C’est au cellier que veille le maître de chai, un grand personnage qui a conscience de ses hautes fonctions. Il vous ouvre solennellement la porte du temple, si vous arrivez accompagné d’un courtier connu ou avec une lettre du propriétaire de céans, vous fait même goûter le vin de la dernière vendange. Le maître de chai du château Lafi te est guindé, empesé, ne parle pas, un très bel homme, une taille, une tenue de gendarme ou de suisse de cathédrale. Il était au château avant que le baron, M. de Rothschild, en fît l’acquisition ; sa charge se transmet de père en fils ; il est plus que vous, il est plus que le maître du lieu : c’est le maître de chai. On dirait que le raisin ne peut mûrir sans son agrément, et que le vin n’arriverait pas à perfection s’il n’était là pour y veiller.

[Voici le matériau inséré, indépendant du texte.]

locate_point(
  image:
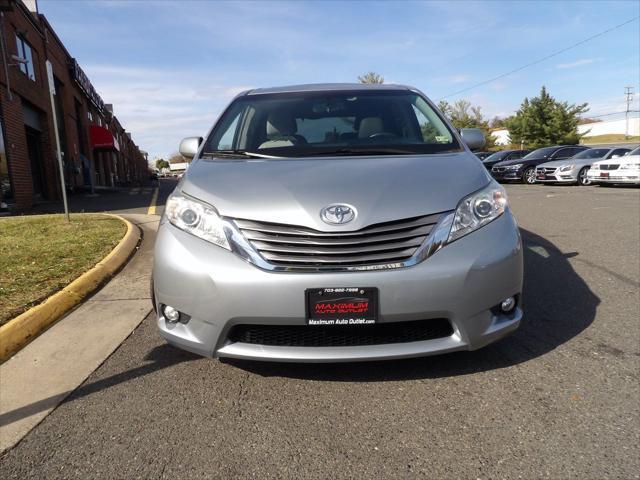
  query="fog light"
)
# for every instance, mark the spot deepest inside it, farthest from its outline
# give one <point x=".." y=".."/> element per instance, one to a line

L’époque des vendanges en Médoc varie de la mi-septembre au commencement d’octobre ; elle s’ouvre quand on juge que le raisin est suffisamment mûr. Il n’y a pas de ban, chacun vendange à son jour. On appelle à ce moment des ouvriers supplémentaires qu’on loue au dehors. La vendange se fait avec discipline. Les coupeurs et les coupeuses, surveillés par un brigadier, s’avancent régulièrement le long des règes, en rangs de huit à la fois, détachent les grappes, les visitent soigneusement, les vident dans des paniers que des porteurs remettent à un char traîné par des bœufs. Le char contient deux cuves ou douils (dolium, tonneau). Une fois qu’ils sont pleins, le bouvier conduit son attelage vers le pressoir. Un commandant dirige tous les ouvriers, ce qu’on nomme la manœuvre. Au pressoir, le raisin est ordinairement égrappé soit avec un râteau ou trident, ou avec Une trémie dans laquelle se meut un rouleau cylindrique, soit sur une grille horizontale ; puis le raisin est foulé sous les pieds des vendangeurs, au son du violon qui les excite et les fait aller en cadence. On préfère cette manière antique, datant de Bacchus ou de Thespis « barbouillé de lie, » à tout autre mode de foulage mécanique, artificiel. Le travail intelligent de l’homme fait mieux ici que le travail inconscient de l’engin. Celui-ci est brutal, écrase le pépin, ce qu’il ne faut pas ; les pieds de l’homme sont souples, élastiques, ne compriment que le grain.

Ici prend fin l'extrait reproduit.